Immerse can be reinterpreted as creating the atmosphere, living in it (depending on it for survival), and generating more life through it. To be in the world necessarily means to make world:" every activity of living beings is an act of design upon the living flesh of the world." 2 This symbiosis of subjects creates an atmosphere that also means that "Everything is in Everything." 3 In other words, the construction of an urban environment in which the subject mixture is immersed in the atmosphere is the basis for the formation of a new life by proximity.

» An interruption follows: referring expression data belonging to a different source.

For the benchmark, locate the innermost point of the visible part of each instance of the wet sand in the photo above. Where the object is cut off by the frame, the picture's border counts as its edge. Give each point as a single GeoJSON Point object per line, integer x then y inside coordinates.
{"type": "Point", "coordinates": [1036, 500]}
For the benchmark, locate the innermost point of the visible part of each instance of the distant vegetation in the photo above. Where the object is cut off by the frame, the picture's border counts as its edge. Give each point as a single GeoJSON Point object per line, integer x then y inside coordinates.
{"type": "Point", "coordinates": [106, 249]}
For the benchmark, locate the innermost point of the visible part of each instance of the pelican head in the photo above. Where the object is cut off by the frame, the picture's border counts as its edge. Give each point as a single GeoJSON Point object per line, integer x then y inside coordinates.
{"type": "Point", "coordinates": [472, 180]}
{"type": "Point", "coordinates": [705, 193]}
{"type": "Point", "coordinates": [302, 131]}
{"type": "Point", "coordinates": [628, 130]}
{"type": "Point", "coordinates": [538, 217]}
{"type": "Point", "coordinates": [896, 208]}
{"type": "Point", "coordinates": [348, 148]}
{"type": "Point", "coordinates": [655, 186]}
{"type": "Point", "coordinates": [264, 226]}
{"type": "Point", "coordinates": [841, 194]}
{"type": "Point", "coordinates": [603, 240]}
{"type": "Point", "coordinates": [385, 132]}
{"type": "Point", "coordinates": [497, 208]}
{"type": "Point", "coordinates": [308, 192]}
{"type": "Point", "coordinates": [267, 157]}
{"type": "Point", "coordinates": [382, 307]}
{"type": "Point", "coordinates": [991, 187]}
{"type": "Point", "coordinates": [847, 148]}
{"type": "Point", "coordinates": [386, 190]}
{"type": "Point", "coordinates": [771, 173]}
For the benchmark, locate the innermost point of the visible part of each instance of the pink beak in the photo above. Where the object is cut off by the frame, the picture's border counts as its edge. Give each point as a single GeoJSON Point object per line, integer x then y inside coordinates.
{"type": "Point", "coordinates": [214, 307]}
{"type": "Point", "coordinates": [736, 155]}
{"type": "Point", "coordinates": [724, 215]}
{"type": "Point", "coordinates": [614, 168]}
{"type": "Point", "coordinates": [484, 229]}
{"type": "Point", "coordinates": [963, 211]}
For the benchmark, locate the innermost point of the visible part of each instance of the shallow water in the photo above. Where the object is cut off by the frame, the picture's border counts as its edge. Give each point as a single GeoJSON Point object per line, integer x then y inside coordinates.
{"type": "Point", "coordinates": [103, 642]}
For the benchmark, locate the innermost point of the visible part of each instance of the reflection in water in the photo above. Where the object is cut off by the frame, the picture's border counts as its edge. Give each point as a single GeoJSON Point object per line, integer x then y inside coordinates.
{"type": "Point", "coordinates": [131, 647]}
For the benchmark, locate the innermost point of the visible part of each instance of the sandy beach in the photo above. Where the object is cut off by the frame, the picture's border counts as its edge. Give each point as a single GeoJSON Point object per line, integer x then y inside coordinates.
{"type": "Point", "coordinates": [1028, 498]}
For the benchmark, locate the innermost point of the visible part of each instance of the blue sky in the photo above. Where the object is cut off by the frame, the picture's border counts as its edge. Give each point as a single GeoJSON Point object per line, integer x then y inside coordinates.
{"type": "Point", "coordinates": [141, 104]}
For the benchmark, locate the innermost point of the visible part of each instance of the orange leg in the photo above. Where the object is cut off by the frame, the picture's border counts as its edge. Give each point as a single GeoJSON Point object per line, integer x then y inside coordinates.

Immersive theatre is a unique form of theatre that immerses the audience in the performance itself by removing the stage. Instead of being confined to a specific space, the performance allows the audience to talk to the actors and interact with the surroundings, thus breaking the fourth wall. The theater is conveying the experience of storytelling in the physical sense of three dimensions, where he expresses the physical and spiritual worlds together in the performance space. This is in contrast to the simulacra expressed only by images, sounds, and words, where people can immerse themselves in the atmosphere formed by the performance through real senses of touch, taste, and smell. The human being can truly penetrate the proximity of the environment.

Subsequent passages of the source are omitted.